De acordo com Edgar Segato, a estimativa é que, se implementada, a unificação PIS/Cofins gere um aumento na carga tributária, principalmente no setor de serviços, segmento que representa quase 70% da economia brasileira. “Se houver a mudança, o setor será o mais prejudicado. Isso porque o setor de Serviços consome pouca matéria-prima, mas emprega muita gente, o que não reduz o imposto”, explica.

O presidente da Febrac complementa: “esse aumento impacta diretamente o setor de serviços, chegando a 5 pontos percentuais em relação ao faturamento. Isso quer dizer que, de cada dez postos de trabalho, dois serão eliminados, porque as empresas de serviços não terão como repassar esse aumento no valor dos seus serviços”.

Edgar Segato Neto alerta, ainda, que a mudança na fórmula de pagamento vai refletir no dia a dia do cidadão, que sofrerá com o aumento, por exemplo, nas contas de celular, plano de saúde, condomínios, passagens aéreas, transporte coletivo e mensalidade escolar.

“O aumento do PIS/Cofins gera uma cadeia de efeitos que poderiam prejudicar todo o país. É fundamental que tenhamos um sistema mais simples, com redução do número de tributos e ampliação da base contributiva. É preciso também desonerar a folha de salários de modo a aumentar a competitividade e a eficiência econômica”, destaca o presidente da Febrac.

O evento “Ameaças de aumento de impostos e seus impactos sobre as empresas” contou com a presença de empresários e representantes de entidades de classe ligadas ao setor de serviços da economia, como educação, transportes, limpeza e comércio que se manifestaram contra a proposta do governo.

Entenda

A proposta de unificação do PIS e da Cofins vem sendo discutida desde o primeiro mandato da presidente Dilma Rousseff, mas ainda não foi enviada ao Congresso Nacional.

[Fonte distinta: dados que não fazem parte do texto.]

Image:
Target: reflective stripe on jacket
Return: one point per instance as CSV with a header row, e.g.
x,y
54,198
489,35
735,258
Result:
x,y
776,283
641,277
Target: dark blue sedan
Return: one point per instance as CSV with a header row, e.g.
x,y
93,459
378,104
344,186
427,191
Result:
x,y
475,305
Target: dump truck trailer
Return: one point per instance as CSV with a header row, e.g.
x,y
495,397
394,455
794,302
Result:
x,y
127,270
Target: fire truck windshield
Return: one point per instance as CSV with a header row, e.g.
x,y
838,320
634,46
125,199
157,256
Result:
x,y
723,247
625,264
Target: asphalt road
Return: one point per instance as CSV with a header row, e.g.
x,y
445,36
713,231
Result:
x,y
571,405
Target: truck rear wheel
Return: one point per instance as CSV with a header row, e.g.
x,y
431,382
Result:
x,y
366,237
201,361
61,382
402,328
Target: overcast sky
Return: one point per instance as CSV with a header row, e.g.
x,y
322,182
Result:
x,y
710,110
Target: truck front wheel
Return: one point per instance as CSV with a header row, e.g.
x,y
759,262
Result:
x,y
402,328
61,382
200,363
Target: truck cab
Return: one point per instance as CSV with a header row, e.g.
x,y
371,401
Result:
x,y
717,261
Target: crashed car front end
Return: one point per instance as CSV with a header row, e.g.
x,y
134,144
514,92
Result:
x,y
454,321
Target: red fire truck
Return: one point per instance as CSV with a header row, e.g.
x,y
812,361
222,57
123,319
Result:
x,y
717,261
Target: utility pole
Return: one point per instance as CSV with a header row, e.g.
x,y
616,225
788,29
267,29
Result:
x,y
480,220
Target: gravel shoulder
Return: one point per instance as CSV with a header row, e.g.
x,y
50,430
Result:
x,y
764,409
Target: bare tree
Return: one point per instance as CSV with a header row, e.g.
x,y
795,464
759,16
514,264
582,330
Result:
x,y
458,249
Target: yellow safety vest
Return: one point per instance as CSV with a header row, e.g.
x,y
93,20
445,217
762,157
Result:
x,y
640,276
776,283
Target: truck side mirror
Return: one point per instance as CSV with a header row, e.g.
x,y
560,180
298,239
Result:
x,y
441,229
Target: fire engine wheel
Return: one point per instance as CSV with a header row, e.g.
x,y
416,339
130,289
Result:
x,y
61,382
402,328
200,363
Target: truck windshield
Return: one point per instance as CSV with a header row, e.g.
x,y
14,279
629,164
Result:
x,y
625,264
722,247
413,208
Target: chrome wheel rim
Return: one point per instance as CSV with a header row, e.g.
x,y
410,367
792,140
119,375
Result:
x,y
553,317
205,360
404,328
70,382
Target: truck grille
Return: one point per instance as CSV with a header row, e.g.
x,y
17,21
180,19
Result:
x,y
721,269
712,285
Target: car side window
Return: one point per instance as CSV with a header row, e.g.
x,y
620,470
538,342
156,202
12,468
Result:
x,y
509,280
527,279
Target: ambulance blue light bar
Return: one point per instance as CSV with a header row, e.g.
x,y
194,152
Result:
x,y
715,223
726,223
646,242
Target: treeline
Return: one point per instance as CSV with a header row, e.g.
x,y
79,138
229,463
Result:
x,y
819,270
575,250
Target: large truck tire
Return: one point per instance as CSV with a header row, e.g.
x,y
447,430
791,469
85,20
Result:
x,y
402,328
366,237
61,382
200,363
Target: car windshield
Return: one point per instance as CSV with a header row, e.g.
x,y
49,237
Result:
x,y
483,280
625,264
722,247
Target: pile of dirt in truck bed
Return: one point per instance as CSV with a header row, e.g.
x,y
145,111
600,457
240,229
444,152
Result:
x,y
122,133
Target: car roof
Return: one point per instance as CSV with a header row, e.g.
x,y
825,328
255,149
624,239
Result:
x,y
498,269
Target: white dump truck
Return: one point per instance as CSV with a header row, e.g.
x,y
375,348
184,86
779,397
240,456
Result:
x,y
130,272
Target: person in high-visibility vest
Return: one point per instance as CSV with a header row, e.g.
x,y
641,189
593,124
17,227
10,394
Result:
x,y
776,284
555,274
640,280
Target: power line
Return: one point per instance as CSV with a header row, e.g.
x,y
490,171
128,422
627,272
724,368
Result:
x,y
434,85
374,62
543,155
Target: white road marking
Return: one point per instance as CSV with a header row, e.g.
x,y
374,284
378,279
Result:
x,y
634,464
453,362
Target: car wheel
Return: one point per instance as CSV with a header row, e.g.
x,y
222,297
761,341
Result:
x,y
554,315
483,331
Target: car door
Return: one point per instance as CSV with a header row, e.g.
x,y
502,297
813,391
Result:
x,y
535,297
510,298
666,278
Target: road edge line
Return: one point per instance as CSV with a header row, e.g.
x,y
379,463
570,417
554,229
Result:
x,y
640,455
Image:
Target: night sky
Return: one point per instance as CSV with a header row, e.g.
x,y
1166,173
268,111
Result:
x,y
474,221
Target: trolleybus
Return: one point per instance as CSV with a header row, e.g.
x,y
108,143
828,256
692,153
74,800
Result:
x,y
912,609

Atualmente as empresas pagam alíquotas diferentes, que vão de 3,65% a 9,25%, de acordo com o tamanho da empresa e o tipo de contabilidade. A proposta do governo é unificar os impostos com uma alíquota única de 9,25%. Em contrapartida, as empresas poderiam descontar o imposto pago pelos fornecedores de matéria-prima.

Impostos no setor de limpeza e conservação

Segundo pesquisa elaborada pela Febrac, só em 2011, o setor de limpeza e conservação arrecadou cerca de R$ 10 bilhões com impostos federais e municipais, ou seja, 30% do seu faturamento bruto. A carga tributária no país tem servido de agente inibidor do crescimento de empresas, expansão dos negócios, contratação de pessoal e também de investimentos. A Febrac tem sensibilizado constantemente as instâncias governamentais para a alta carga tributária paga pelos empresários do setor de Asseio e Conservação.

Mais alguns dados: por dia, em média, são editadas 35 normas e cada empresa lida com aproximadamente 3.500 normas referentes às questões tributárias; são gastos cerca de 45 bilhões de reais ao ano para a manutenção de pessoal, sistemas e equipamentos no acompanhamento das alterações legislativas (dados do Instituto Brasileiro de Planejamento e Tributação).